By Liz Sly
Isis’s vaunted exercise in state-building appears to be crumbling, as living conditions deteriorate across the territories under its control, exposing the shortcomings of a group that devotes most of its energies to fighting battles and enforcing strict rules.
Residents say services are collapsing, prices are soaring and medicines are scarce in towns and cities across the “caliphate” that Isis proclaimed in Iraq and Syria, belying the group’s boasts that it is delivering a model form of governance for Muslims.
Slick videos depicting functioning governing offices and the distribution of aid fail to match the reality of growing deprivation and disorganised, erratic leadership, the residents say. A trumpeted Isis currency has not materialised, nor have the passports the group promised. Schools barely function, doctors are few and disease is on the rise.
In the Iraqi city of Mosul, the water has become undrinkable because supplies of chlorine have dried up, according to a journalist living there, who spoke on the condition of anonymity.

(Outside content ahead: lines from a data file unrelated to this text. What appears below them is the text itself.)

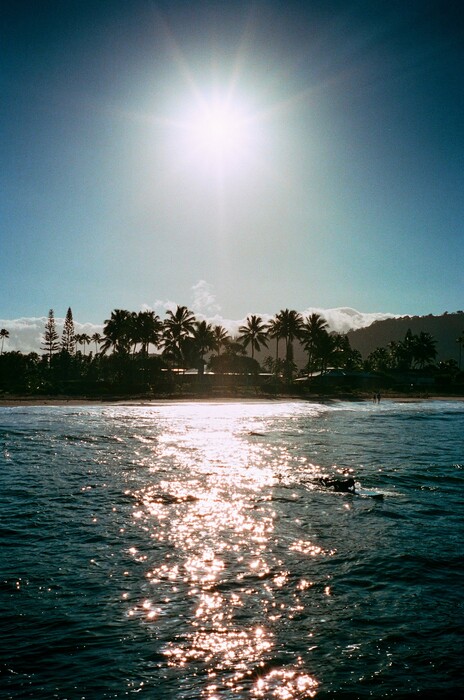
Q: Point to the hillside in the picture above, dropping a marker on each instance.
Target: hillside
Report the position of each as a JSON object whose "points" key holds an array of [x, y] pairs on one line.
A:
{"points": [[445, 329]]}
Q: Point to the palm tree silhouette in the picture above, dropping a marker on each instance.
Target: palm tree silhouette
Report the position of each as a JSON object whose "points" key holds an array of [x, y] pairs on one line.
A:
{"points": [[291, 330], [3, 334], [117, 332], [178, 326], [253, 333], [275, 331], [83, 339], [220, 338], [146, 330], [97, 339], [311, 330]]}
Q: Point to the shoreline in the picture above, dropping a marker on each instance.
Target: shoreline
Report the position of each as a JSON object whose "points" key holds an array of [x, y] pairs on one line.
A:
{"points": [[12, 401]]}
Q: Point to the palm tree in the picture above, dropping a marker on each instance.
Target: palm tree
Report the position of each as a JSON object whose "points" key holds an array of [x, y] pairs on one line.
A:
{"points": [[146, 330], [311, 330], [253, 333], [220, 338], [3, 334], [97, 339], [204, 339], [460, 340], [177, 327], [274, 330], [292, 322], [117, 331], [83, 339], [50, 338]]}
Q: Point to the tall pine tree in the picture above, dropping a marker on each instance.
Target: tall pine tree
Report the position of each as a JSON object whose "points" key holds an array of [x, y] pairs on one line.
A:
{"points": [[68, 342], [50, 339]]}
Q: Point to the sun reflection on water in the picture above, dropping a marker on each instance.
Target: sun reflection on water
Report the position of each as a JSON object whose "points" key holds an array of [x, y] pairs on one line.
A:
{"points": [[207, 508]]}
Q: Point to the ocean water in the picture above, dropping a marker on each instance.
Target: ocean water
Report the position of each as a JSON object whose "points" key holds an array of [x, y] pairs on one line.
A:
{"points": [[187, 551]]}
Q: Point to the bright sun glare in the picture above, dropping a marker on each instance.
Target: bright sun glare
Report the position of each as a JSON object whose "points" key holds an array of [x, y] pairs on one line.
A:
{"points": [[218, 132]]}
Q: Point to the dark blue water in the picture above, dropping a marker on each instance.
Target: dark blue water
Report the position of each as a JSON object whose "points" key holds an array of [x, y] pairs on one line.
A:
{"points": [[186, 551]]}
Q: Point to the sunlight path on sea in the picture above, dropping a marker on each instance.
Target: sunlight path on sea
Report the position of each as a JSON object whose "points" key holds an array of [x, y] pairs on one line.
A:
{"points": [[219, 576]]}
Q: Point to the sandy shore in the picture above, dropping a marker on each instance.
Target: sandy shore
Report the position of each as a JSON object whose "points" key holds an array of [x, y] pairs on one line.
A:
{"points": [[146, 401]]}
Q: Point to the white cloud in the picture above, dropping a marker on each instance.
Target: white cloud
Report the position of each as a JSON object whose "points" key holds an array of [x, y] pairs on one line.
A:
{"points": [[26, 334], [345, 319]]}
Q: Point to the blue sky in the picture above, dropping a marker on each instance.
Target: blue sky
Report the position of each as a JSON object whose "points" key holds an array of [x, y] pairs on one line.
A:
{"points": [[341, 185]]}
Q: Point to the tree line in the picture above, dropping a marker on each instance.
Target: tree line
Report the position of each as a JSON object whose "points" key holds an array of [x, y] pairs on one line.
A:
{"points": [[120, 358]]}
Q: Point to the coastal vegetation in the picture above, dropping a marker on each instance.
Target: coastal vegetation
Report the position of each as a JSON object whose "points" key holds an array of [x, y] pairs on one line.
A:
{"points": [[141, 354]]}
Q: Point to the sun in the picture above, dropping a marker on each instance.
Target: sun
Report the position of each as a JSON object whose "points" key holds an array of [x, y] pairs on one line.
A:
{"points": [[219, 128], [217, 132]]}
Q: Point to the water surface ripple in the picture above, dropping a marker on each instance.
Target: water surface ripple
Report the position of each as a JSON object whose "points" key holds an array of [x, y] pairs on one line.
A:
{"points": [[186, 551]]}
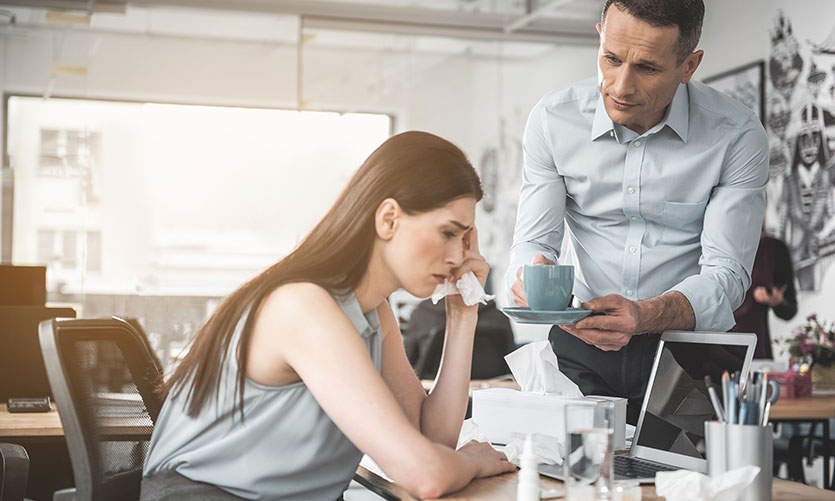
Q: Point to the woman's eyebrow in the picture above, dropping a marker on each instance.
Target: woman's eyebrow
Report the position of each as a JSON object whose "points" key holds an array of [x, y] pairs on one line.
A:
{"points": [[460, 225]]}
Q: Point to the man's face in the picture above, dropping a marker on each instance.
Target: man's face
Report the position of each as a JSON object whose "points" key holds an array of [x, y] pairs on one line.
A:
{"points": [[638, 69]]}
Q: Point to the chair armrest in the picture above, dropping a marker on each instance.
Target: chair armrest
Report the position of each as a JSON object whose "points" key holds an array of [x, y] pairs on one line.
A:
{"points": [[380, 486], [64, 495], [14, 472]]}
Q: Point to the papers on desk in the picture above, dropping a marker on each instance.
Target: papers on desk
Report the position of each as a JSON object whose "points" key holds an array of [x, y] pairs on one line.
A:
{"points": [[683, 485]]}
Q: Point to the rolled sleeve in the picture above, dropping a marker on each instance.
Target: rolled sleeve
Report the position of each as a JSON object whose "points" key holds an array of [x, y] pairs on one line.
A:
{"points": [[730, 235], [540, 215]]}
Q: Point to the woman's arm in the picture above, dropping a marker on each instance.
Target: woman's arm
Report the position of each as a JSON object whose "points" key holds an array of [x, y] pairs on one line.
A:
{"points": [[301, 330], [439, 415], [784, 275]]}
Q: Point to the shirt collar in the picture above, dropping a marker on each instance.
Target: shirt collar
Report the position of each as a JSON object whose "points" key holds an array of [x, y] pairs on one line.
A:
{"points": [[678, 113], [677, 116]]}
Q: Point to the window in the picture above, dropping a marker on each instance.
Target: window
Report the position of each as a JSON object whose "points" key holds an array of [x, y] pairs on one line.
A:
{"points": [[155, 211]]}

Hepatitis was spreading and flour for bread was becoming increasingly scarce, he said. “Life in the city is nearly dead, and it is as though we are living in a giant prison,” he said.
In the Syrian city of Raqqa, the group’s self-styled capital, water and electricity are available for no more than three or four hours a day, rubbish piles up uncollected and the city’s poor scavenge for scraps on streets crowded with people hawking anything they can find to sell, residents say.
Videos filmed in secret by an activist group show desperate women and children clamouring for handouts of food, while photographs posted on the internet portray foreign jihadists eating lavish spreads, a disparity that is starting to stir resentment.
Much of the assistance that is being provided comes from Western aid agencies, who discreetly continue to help areas of Syria under Isis control. The US funds healthcare clinics and provides blankets, plastic sheeting and other items to enable the neediest citizens to weather the winter, according to US officials.
The government workers who help sustain what is left of the crumbling infrastructure, in Syrian as well as Iraqi cities, continue to be paid by the Syrian government, travelling each month to collect their pay from offices in government-controlled areas.
“Isis doesn’t know how to do this stuff,” the US official said. “When stuff breaks down they get desperate. It doesn’t have a whole lot of engineers and staff to run the cities, so things are breaking down.”